Nanocerox expands Manufacturing and Research & Development operations by 20% to meet continued market demands

The company recently announced an expansion of the manufacturing and R&D facilities located in Ann Arbor, Mich. The newly added operations will allow Nanocerox to optimize its production capabilities into one location and expand its overall R&D capabilities, and provide ceramic nanopowders and optical ceramics to the marketplace.

Shipments of Solarban 70XL glass by PPG surpass 94 million square feet

The company announced that shipments of Solarban 70XL glass, a triple-silver-coated, solar control, low-emissivity (low-e) glass, have surpassed 94 million square feet. The glass, introduced in 2005 has a clear-glass appearance and feature a solar heat gain coefficient (of 0.27 and visible light transmittance of 64 percent. Solarban 70XL glass has been installed on more than 300 commercial buildings and has saved an average of more than $25 million per building.

DeCarlo joins Blasch Precision Ceramics as product development engineer

As Blasch Precision Ceramics’ new development engineer, Keith DeCarlo will complete material and process development projects and programs, providing the company with new ceramic application solutions for its customer base. DeCarlo will be responsible for the technical aspects in a number of current specific business development projects and comes to Blasch with bachelor’s and master’s degrees in ceramic engineering and a PhD degree in ceramic science all from the Inamori School of Engineering, Alfred University.

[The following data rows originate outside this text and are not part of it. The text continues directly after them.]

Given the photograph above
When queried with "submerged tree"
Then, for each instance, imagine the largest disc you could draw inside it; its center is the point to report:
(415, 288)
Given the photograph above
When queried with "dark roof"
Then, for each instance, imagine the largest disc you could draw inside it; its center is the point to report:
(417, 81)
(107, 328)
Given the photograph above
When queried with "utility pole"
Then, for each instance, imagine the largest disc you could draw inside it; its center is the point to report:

Netzsch, in collaboration with PNNL’s Joint Analytical System, has forged a breakthrough improvement in reaction gas analysis

Netzsch and JAS have coupled the simultaneous thermobalance-DSC to a gas chromatograph to yield additional findings to help in identifying the components released. The new system differs from similar instruments with its even-driven start of the measurement. This enables temperature-correlated detection of the substances released, which in turn allows for direct correlation with mass loss steps. PNNL will be using the new system to analyze the production of simulated radioactive waste glass from batch chemistry through the melt state while monitoring the evolved gasses. The data will then be used to populate models to predict melt performance through changes in composition.

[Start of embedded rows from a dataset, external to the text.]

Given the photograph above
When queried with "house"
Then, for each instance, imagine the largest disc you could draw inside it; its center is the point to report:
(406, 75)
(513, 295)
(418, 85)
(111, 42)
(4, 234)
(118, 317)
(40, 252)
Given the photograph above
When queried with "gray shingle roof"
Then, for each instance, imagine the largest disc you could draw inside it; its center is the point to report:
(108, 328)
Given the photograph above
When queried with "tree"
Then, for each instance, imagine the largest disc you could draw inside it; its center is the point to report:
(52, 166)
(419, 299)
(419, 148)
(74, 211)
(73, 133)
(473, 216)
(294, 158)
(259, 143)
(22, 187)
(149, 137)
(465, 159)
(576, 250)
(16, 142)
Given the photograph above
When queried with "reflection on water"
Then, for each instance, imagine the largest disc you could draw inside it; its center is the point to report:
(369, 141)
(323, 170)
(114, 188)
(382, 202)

Canadian venture capital fund invests $2.5M in American Aerogel

Cycle Capital Management announced a $2.5 million investment in a new company, American Aerogel Corporation, that develops and commercializes Aerocore, a more efficient thermal insulation. “At Cycle Capital, we’re committed to finding outstanding entrepreneurs in the cleantech sector and identifying the most promising innovations that have the potential to transform their market,” said Andree-Lise Methot, founder and senior partner of Cycle Capital.

Lucifer Furnaces ships box furnace to SunCoast Automation 2000 Inc.

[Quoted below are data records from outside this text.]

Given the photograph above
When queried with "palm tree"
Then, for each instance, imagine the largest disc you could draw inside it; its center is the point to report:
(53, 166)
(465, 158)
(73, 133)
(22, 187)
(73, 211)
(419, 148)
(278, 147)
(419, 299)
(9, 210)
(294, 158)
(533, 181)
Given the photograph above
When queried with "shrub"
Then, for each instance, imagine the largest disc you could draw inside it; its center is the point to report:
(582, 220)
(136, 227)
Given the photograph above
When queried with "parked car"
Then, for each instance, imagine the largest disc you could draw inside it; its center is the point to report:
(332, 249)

The company recently sent SunCoast Automation 2000, which designs and builds automated systems for various industries, one of its Series 7000 line of box furnaces. The HL7 model has heating elements located on both side walls and reaches 2300°F. The heavy gauge, low watt density coiled elements are housed in easy-to-replace holders. The 6″H x 6″W x 12″L chamber is insulated with 2.5″ low-iron insulating brick as well as 2.5″ of mineral wool block for energy efficient operation and low outside shell temperature. A 1″ thick hearth plates provides a solid, strong work surface for parts. The double pivot horizontal swing door keeps the hot surface away from the operator at all times and is designed with a safety microswitch to shut power to heating elements when the door is opened. The heavy duty hinge and cam latch insure a positive door seal. An automated Honeywell digital time proportioning temperature controller for precision heat treating is mounted on the side wall of the unit.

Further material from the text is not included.